Major technology companies are preparing to borrow hundreds of billions of dollars to fund artificial intelligence infrastructure, prompting lenders and investors to aggressively protect themselves against potential defaults, according to a recent Bloomberg report.

The Surge in Credit Protection

Banks and money managers are increasingly trading in derivatives that provide payouts if individual tech companies, particularly hyperscalers, default on their debt obligations. The cost of credit derivatives on Oracle bonds has doubled since September, indicating growing concern among investors.

Trading volume for credit default swaps (CDS) linked to Oracle surged to approximately $4.2 billion over the six weeks ending November 7, according to Barclays Plc credit strategist Jagar Patel.
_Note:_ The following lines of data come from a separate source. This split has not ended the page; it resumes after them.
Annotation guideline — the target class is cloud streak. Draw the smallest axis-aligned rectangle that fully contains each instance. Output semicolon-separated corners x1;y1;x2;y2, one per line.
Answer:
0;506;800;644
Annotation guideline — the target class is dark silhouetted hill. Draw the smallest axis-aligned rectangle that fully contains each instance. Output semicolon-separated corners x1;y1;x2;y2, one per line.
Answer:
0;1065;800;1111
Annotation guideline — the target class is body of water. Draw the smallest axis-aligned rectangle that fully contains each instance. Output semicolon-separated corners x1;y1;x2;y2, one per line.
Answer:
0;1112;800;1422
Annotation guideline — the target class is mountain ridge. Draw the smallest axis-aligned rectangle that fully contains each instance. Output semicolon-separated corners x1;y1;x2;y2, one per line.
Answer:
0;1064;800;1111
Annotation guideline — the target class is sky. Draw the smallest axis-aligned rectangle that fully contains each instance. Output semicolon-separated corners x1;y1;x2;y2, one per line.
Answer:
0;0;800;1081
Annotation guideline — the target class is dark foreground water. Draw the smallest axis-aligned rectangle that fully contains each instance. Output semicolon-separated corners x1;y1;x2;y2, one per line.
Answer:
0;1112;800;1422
This represents a massive increase from less than $200 million during the same period last year.

"We're seeing renewed interest from clients in single-name CDS discussions, which had waned in recent years," stated John Servidea, global co-head of investment-grade finance at JPMorgan Chase & Co. "Hyperscalers are highly rated, but they've really grown as borrowers and people have more exposure, so naturally there is more client dialogue on hedging."

Massive AI Bond Offerings Enter Market

JPMorgan strategists estimate that investment-grade companies might issue approximately $1.5 trillion in bonds over the next few years to fund AI expansion. Recent large bond offerings include Meta Platforms Inc.'s $30 billion note sale in late October - the largest corporate bond issuance in the US this year - and Oracle's $18 billion offering in September.

Technology companies, utilities, and other AI-linked borrowers now comprise the largest segment of the investment-grade market, having overtaken banks that previously held the dominant position. Junk bonds and other major debt markets are also expected to experience significant borrowing increases as companies expand their global data center networks.

Banks have emerged among the largest buyers of single-name credit default swaps on technology companies as their exposure to these firms has increased substantially in recent months.

Underlying Risks and Historical Precedents

Despite the current enthusiasm for AI investments, significant risks remain. An MIT report revealed that 95% of organizations see no return on investment from generative AI projects, suggesting money managers and lenders should consider reducing exposure.

The technology sector has historically been characterized by rapid change and disruption. Companies like Digital Equipment Corp., once industry leaders, eventually became obsolete. Bonds that appear safe today could become significantly riskier or even default if data center profits fail to meet current expectations.

While current trading activity in credit derivatives remains modest compared to the anticipated debt volume entering the market, the increasing hedging activity indicates that technology firms are beginning to exert substantial influence over capital markets as they drive artificial intelligence transformation across the global economy.

The current situation echoes pre-financial crisis patterns when the high-grade single-name credit derivatives market experienced higher volumes. However, market participants believe it's unlikely to reach those levels again due to the availability of more hedging tools and increased liquidity in credit markets from electronic bond trading.